NDARC Technical Report No. 241 (2006)
Drinking alcohol is considered a normative behaviour in adolescence, with adolescent drinkers the majority of consumers for some beverages. One of the new and increasingly popular beverages are ‘ready to drink’ (RTD) preparations. An RTD is a spirit or wine and a non-alcoholic drink, served in a pre-mixed format. The most popular of these products are mixtures of non-alcoholic beverages such as milk and soft drinks with alcoholic beverages, typically spirits. These RTDs are becoming increasingly popular, particularly among adolescent drinkers. This study aimed to determine the palatability of a range of alcoholic and non-alcoholic beverages to teenagers and young adults. Specifically to: (1) determine which beverages are most palatable to the adolescents and young adults; (2) if this pattern changes with age; and (3) the extent to which packaging affects the palatability ratings.
A convenience sample of 350 participants was recruited, 70 in each of five age groups. Participants were grouped according to age into 12–13yrs, 14–15yrs, 16–17yrs, younger adults of 18–23yrs, and older adults of 24–30yrs. The experimental drinks included three sets of RTDs and their components: 1) Coke, Jim Beam Bourbon and their mix bourbon & Coke; 2) chocolate milk, vodka and their mix Vodka Mudshake; and3) Raspberry Fanta, Bacardi and their mix Watermelon Bacardi Breezer. Participants also tested popular alcoholic beverages, Tooheys New Beer, Jacobs Creek Chardonnay and a novel beverage Wintermelon Tea.
The study identified that RTDs should not be treated as a homogenous group, as those with different alcohol and non-alcoholic combinations and their packaging are perceived by adolescents in very different ways. As in most aspects of the study, the palatability of alcohol and the appeal of its packaging increased with age; however, chocolate Mudshake, and to a lesser extent watermelon Breezer, performed more like their soft drink base than their alcohol component. This suggests that great caution should be exercised when using milk as a base for an RTD, particularly with an alcoholic base that is less readily detected by adolescents, such as vodka. Similarly, caution should be exercised when mixing any soft drink base with vodka in an RTD, and further research is urgently required on these issues.

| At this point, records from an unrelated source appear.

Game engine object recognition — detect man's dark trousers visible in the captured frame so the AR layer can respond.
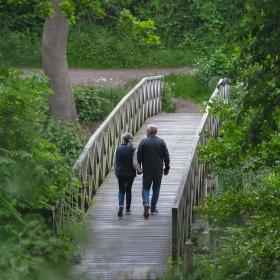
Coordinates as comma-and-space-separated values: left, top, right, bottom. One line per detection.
137, 136, 170, 212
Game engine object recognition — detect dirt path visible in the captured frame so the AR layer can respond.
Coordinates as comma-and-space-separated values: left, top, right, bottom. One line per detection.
175, 98, 200, 113
70, 67, 194, 88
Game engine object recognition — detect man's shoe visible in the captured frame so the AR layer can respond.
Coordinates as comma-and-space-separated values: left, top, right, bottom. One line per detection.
143, 205, 150, 219
118, 206, 123, 218
151, 208, 158, 215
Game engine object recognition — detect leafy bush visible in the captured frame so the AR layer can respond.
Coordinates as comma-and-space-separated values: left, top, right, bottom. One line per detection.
74, 86, 127, 124
165, 74, 213, 102
0, 70, 87, 280
162, 82, 176, 113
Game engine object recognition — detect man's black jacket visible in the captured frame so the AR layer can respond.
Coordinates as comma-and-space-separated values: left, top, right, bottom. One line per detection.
137, 136, 170, 177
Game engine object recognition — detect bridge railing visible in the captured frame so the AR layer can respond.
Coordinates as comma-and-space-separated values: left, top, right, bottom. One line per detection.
53, 76, 163, 229
172, 79, 229, 260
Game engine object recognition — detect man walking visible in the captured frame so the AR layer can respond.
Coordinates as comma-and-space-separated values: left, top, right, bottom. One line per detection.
137, 124, 170, 219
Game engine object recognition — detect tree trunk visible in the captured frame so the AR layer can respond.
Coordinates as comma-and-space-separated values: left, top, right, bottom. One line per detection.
42, 0, 77, 121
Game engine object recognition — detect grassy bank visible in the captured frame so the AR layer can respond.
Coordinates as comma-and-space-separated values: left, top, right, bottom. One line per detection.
164, 74, 215, 103
0, 26, 195, 68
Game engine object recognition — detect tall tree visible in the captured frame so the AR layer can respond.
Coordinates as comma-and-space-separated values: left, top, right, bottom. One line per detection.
42, 0, 77, 121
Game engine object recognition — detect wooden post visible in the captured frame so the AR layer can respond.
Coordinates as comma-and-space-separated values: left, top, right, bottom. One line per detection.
172, 208, 178, 261
184, 239, 193, 274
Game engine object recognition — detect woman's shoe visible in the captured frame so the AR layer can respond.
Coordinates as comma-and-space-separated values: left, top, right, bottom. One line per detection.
118, 206, 123, 218
143, 205, 150, 219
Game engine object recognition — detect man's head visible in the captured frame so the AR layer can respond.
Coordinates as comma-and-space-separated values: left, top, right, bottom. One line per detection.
147, 124, 157, 136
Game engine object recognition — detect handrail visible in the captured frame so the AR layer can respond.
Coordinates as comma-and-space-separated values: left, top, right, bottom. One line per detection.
53, 76, 163, 230
172, 79, 229, 260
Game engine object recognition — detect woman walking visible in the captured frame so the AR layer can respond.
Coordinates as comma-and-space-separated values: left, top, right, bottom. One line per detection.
114, 132, 141, 217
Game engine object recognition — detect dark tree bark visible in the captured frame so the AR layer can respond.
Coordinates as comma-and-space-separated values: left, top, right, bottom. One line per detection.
42, 0, 77, 121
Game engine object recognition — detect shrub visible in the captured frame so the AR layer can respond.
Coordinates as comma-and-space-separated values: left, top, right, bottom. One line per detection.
74, 86, 127, 124
162, 82, 176, 113
165, 74, 213, 102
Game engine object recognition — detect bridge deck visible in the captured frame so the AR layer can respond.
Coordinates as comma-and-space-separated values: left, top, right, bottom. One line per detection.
75, 113, 202, 280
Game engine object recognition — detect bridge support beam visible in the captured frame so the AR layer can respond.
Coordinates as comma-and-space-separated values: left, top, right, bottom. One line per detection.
184, 239, 193, 274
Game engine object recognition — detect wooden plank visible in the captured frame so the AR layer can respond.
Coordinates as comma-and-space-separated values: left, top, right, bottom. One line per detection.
75, 113, 202, 280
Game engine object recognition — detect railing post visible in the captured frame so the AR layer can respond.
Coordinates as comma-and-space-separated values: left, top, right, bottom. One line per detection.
172, 208, 178, 261
184, 239, 193, 274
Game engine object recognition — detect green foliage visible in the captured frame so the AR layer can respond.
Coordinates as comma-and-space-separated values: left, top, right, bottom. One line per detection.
74, 86, 127, 124
0, 30, 41, 67
165, 74, 213, 102
162, 82, 176, 113
0, 70, 88, 280
0, 0, 243, 68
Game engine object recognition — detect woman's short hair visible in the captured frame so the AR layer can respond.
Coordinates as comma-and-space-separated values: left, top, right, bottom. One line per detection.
122, 132, 133, 144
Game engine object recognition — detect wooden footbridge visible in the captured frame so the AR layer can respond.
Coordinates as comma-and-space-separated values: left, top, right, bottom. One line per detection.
53, 76, 229, 280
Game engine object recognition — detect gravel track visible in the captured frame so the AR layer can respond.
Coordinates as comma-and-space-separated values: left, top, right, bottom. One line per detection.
70, 67, 194, 88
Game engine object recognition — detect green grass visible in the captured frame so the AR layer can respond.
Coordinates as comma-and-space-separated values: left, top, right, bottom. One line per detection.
0, 26, 195, 68
164, 74, 215, 103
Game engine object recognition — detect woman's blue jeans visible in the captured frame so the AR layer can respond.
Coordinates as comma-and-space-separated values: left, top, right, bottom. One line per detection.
118, 176, 134, 210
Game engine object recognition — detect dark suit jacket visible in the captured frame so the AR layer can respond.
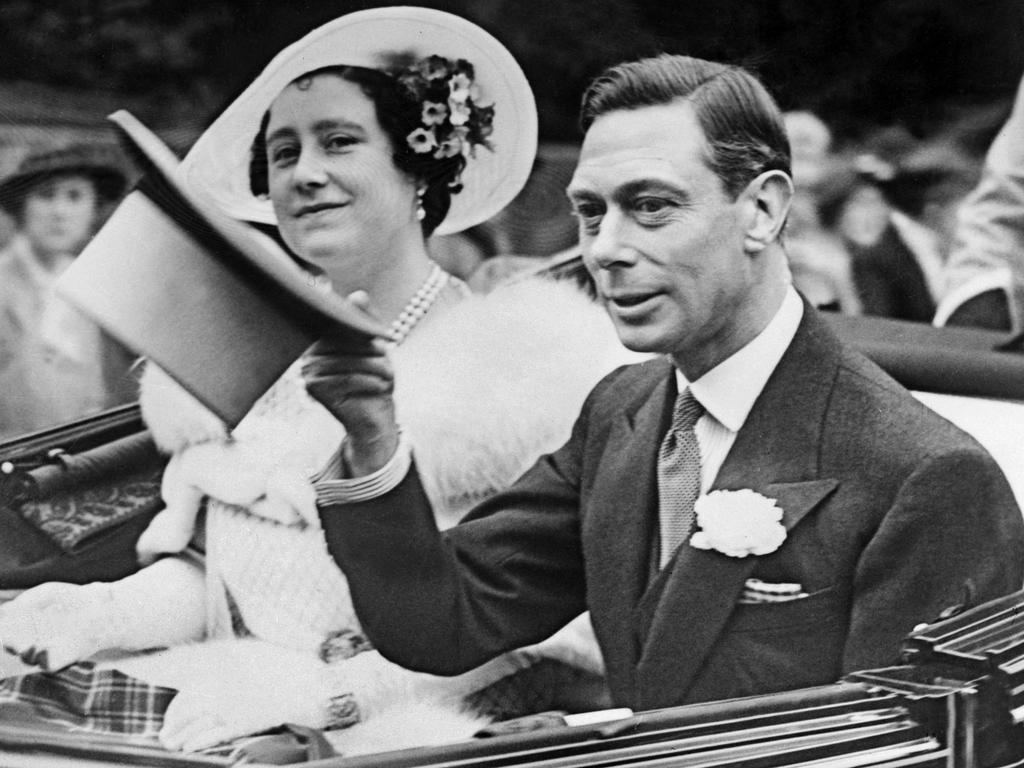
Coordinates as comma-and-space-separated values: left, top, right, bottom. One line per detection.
322, 308, 1024, 709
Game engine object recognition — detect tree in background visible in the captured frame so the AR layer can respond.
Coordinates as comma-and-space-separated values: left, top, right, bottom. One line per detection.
0, 0, 1024, 140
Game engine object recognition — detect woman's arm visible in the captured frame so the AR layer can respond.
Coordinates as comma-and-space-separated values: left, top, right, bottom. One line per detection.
0, 557, 206, 670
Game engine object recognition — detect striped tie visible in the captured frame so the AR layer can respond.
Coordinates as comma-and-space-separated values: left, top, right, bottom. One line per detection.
657, 387, 703, 569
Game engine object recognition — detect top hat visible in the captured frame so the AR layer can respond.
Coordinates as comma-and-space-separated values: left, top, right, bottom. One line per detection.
180, 7, 538, 234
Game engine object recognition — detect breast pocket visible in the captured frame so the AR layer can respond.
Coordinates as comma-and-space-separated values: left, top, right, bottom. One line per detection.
728, 587, 849, 633
688, 587, 849, 700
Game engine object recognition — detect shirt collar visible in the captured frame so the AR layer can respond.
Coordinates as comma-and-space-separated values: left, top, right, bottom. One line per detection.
676, 286, 804, 432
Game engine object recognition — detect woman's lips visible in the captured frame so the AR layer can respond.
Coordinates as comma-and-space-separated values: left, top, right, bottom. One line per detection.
295, 203, 346, 218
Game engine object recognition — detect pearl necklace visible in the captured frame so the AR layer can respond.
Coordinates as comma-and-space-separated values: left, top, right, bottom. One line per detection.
387, 264, 452, 347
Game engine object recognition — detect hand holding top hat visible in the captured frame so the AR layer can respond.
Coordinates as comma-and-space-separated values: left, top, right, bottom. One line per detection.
57, 111, 387, 427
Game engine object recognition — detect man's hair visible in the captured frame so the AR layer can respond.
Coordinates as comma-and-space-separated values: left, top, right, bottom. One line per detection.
580, 53, 791, 197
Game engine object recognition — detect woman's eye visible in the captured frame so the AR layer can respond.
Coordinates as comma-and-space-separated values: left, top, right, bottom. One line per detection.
324, 136, 355, 152
267, 144, 299, 166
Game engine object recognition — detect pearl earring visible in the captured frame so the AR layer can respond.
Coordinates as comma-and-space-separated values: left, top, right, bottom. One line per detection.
416, 187, 427, 221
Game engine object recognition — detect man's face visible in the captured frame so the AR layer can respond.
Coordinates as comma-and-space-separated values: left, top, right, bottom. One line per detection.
22, 174, 99, 255
568, 100, 756, 359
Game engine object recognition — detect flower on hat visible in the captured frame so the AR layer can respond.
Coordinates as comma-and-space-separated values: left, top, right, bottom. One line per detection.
395, 55, 495, 184
434, 134, 463, 160
449, 99, 472, 125
421, 101, 447, 125
407, 128, 437, 154
690, 488, 785, 557
449, 72, 477, 103
416, 56, 452, 80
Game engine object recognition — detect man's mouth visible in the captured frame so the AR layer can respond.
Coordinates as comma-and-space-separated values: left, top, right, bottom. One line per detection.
605, 291, 658, 309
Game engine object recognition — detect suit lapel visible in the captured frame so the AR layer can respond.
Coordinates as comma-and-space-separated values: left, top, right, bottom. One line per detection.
635, 307, 837, 709
584, 361, 676, 704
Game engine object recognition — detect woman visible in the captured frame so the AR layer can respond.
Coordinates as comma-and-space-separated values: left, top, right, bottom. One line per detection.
0, 8, 630, 754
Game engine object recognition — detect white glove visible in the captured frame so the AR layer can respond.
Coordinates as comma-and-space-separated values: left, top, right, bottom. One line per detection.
160, 656, 328, 752
0, 558, 206, 670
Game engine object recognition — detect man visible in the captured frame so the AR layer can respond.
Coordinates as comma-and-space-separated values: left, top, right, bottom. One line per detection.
306, 56, 1024, 709
0, 144, 134, 436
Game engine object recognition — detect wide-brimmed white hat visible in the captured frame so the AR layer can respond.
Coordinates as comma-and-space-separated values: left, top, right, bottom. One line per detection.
180, 6, 537, 234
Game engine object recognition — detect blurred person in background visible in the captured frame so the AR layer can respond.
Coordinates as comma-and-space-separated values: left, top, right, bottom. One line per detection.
819, 131, 942, 323
935, 72, 1024, 333
0, 143, 129, 436
782, 112, 861, 314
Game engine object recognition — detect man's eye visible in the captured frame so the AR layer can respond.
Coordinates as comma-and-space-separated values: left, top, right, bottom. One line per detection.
633, 198, 669, 213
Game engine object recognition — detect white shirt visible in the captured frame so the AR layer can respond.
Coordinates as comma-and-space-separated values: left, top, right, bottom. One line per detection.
676, 286, 804, 494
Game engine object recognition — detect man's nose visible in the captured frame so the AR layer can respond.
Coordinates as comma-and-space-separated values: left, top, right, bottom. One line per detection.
293, 150, 327, 186
584, 210, 636, 269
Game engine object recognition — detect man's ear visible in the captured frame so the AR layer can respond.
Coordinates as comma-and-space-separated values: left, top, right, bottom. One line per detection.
743, 171, 793, 253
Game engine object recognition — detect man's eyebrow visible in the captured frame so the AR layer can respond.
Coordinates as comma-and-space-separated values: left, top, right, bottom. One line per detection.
615, 176, 690, 200
565, 186, 601, 203
565, 176, 691, 203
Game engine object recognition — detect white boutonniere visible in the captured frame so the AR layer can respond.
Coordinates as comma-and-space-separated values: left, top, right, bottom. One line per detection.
690, 488, 785, 557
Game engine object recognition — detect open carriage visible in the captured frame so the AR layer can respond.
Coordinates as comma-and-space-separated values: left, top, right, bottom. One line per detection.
0, 278, 1024, 768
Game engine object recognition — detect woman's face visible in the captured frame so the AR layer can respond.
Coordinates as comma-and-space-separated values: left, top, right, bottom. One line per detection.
22, 174, 99, 255
266, 74, 423, 270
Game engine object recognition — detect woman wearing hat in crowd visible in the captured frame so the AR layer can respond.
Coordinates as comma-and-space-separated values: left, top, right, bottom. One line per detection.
0, 143, 132, 436
0, 8, 630, 753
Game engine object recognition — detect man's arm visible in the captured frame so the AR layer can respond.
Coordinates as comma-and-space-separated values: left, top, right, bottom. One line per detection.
843, 447, 1024, 672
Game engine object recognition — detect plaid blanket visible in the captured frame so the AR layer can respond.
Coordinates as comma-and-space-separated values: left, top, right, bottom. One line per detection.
0, 662, 177, 739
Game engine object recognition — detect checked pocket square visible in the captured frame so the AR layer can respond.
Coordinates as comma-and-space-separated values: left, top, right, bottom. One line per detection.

Given that a large proportion of very young adolescents felt that RTDs were packaged to appeal to them, awareness should be drawn to the way these products are being markted. Alcoholic beverages such as wine, beer and bourbon are successful at not targeting adolescents and, therefore, attention should be given to the way these products are being promoted and observed in the future marketing of RTDs.
Citation: Copeland, J., Gates, P. Stevenson, D. and Dillon, P. (2006) Young people and alcohol: Taste perceptions, attitudes and experiences, Sydney: National Drug and Alcohol Research Centre.